Hash Match: Working with anonymised data
As part of Normally's continued R&D explorations around data, we have been collecting data on the 'pulse' of the studio for the last 18 months. Our internally developed slack bot 'Norman' asks us each day how work has been, and our responses are collected anonymously in a Google Sheet.
This was to ensure that the personal data we collected couldn't be stumbled upon and tracked back to any individual.
Our Slack bot Norman is built using Slack's Bolt for Javascript framework and hosted using Glitch. We also utilise Google's Sheets api to store the data collected by Norman in a Google Sheet as this made it easy to analyse and work with.
This question immediately appeared as soon as we started trying to work with the data collected.
How do we provide analysis and trends calculated from an individual's data, when the identity of the individual is no longer known as a result of the anonymisation process?
As a heads up we chose the method bellow knowing that it wasn't foolproof from a privacy perspective, but it felt appropriate for this small internal project only storing this question's response. It also gave us the flexibility to work with the stored data in the future, being able to connect back to individuals via our data steward.
This is our attempt at just that:
STEP 1: The individual's unique Slack ID is pulled from the message payload returned when they answer the daily questions. We use an MD5 algorithm (plus a salt) to hash the Slack ID before storing it in Google Sheets. While there are more secure hashing methods available, MD5 is sufficient to obscure viewers from identifying an individual in our team.

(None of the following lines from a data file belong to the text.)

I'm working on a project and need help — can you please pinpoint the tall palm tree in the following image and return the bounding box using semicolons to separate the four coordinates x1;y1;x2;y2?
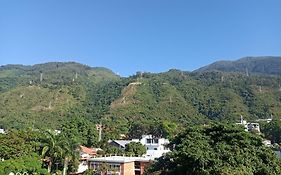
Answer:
61;139;79;175
41;130;64;173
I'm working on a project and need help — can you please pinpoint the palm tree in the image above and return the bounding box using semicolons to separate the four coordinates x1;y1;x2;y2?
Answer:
41;130;64;173
41;130;80;175
61;140;79;175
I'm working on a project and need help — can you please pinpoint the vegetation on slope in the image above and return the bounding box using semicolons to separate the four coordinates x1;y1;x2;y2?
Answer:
195;56;281;76
146;123;281;175
1;61;281;139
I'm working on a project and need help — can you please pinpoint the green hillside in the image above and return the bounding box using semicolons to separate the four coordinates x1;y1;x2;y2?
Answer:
1;61;281;138
0;62;121;129
195;56;281;76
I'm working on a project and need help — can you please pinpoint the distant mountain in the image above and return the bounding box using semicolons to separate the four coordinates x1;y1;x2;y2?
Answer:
0;62;121;129
194;56;281;76
1;61;281;139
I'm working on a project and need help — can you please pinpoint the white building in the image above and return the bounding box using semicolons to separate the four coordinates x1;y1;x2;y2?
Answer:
0;128;5;134
236;116;260;133
109;135;170;159
139;135;170;159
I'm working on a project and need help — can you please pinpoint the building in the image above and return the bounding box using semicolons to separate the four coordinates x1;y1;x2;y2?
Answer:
77;146;98;174
236;116;260;133
246;122;260;133
88;156;150;175
109;140;134;149
109;135;170;159
139;135;170;159
0;128;5;134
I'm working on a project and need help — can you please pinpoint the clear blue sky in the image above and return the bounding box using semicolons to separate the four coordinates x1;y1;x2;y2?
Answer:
1;0;280;76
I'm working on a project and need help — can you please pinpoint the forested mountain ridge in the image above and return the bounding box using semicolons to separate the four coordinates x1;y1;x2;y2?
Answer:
1;60;281;138
195;56;281;76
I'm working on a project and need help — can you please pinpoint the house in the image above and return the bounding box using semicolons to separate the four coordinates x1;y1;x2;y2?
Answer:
0;128;5;134
109;135;170;159
108;140;134;149
77;146;98;174
236;116;260;133
139;135;170;159
88;156;150;175
247;123;260;133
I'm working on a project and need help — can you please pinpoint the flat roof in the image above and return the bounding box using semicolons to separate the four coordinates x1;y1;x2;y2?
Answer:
88;156;151;163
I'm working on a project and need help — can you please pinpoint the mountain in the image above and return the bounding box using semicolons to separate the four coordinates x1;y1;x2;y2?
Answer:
1;61;281;138
194;56;281;76
0;62;121;129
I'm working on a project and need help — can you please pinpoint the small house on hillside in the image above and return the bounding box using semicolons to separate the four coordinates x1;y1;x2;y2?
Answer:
236;116;260;133
109;135;170;159
0;128;5;134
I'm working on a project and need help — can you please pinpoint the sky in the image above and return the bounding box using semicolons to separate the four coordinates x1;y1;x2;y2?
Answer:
0;0;281;76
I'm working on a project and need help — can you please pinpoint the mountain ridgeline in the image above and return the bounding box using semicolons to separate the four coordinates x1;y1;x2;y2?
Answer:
1;58;281;137
195;56;281;76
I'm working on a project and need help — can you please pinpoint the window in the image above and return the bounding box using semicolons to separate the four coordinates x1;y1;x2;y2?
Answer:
135;162;141;169
109;164;120;171
154;139;159;143
154;148;157;150
147;139;152;144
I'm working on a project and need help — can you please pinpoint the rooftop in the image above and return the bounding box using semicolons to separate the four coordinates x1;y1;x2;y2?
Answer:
89;156;151;163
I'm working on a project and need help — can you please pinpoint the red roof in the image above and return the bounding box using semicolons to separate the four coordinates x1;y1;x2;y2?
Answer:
80;145;97;156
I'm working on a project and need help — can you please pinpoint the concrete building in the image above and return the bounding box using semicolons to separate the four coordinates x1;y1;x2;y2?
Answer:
88;156;150;175
139;135;170;159
236;116;260;133
109;135;170;159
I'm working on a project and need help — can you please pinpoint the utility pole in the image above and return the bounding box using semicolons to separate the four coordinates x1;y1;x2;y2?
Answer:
40;72;43;82
96;123;102;142
221;76;224;82
245;67;249;77
169;96;172;103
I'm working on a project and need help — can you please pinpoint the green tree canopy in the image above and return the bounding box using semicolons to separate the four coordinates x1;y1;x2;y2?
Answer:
146;123;281;175
262;119;281;144
60;116;98;147
0;153;49;175
125;142;146;156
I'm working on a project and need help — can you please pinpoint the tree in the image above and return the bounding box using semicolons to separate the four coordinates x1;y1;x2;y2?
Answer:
61;139;79;175
60;116;98;147
41;130;80;174
0;129;43;160
125;142;146;156
262;119;281;144
41;130;64;173
0;153;49;175
146;123;281;175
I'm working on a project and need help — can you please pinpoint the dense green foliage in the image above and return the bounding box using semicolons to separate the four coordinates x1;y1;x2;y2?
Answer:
0;117;98;174
125;142;146;156
1;60;281;174
262;120;281;144
1;61;281;140
146;123;281;175
0;154;49;175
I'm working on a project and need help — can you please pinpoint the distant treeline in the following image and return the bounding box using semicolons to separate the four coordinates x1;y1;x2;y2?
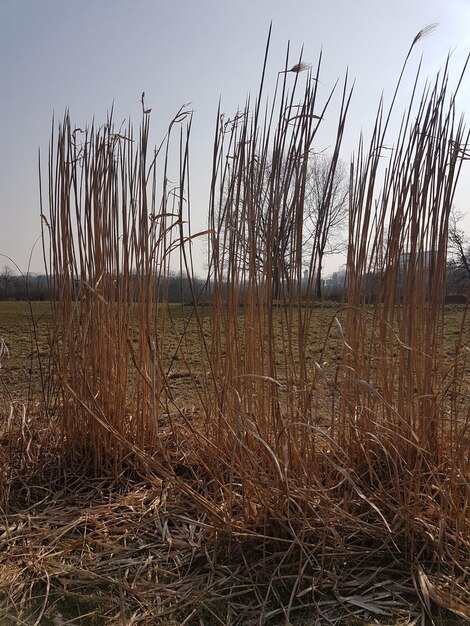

STEP 2: A pivot table was created that calculates each hash value's total score for that week, and how that compares to the previous week's score.
STEP 3: When an individual either requests their weekly trend or when Norman delivers their past weeks trend every Monday, we run a script that converts everyones slack ID to a hash value.
STEP 4: This hash value is then compared with the hash values in the pivot table until there is a match (Hash Match).
STEP 5: Then we grab that matching hash value's coinciding delta between last week and this weeks score from the pivot table, and return this in a slack message format to that slack ID.
Now there are a couple of additional measures and protocols we have in place in order to maintain safe data handling practices, which are important to be aware of in this context.
Glitch's .env file - Glitch use a hidden .env file that can be used to store secret credentials that can then be referenced in the code. This is handy as multiple people can work in the code, and enables the code to be uploaded to github without exposing any private IDs or api credentials.
Salt - The salt is a secret passphrase that is added to the MD5 hashing function and is an additional measure used to protect the original data values. This is stored in our .env file.
Appointed data steward - We appointed a trusted data steward for this project who had sole access to the data and full hashing functions. We found appointing this role useful in the development of these types of projects as it helps provide flexibility and a means to interrogate the data further, but without providing open access to the data to the wider company.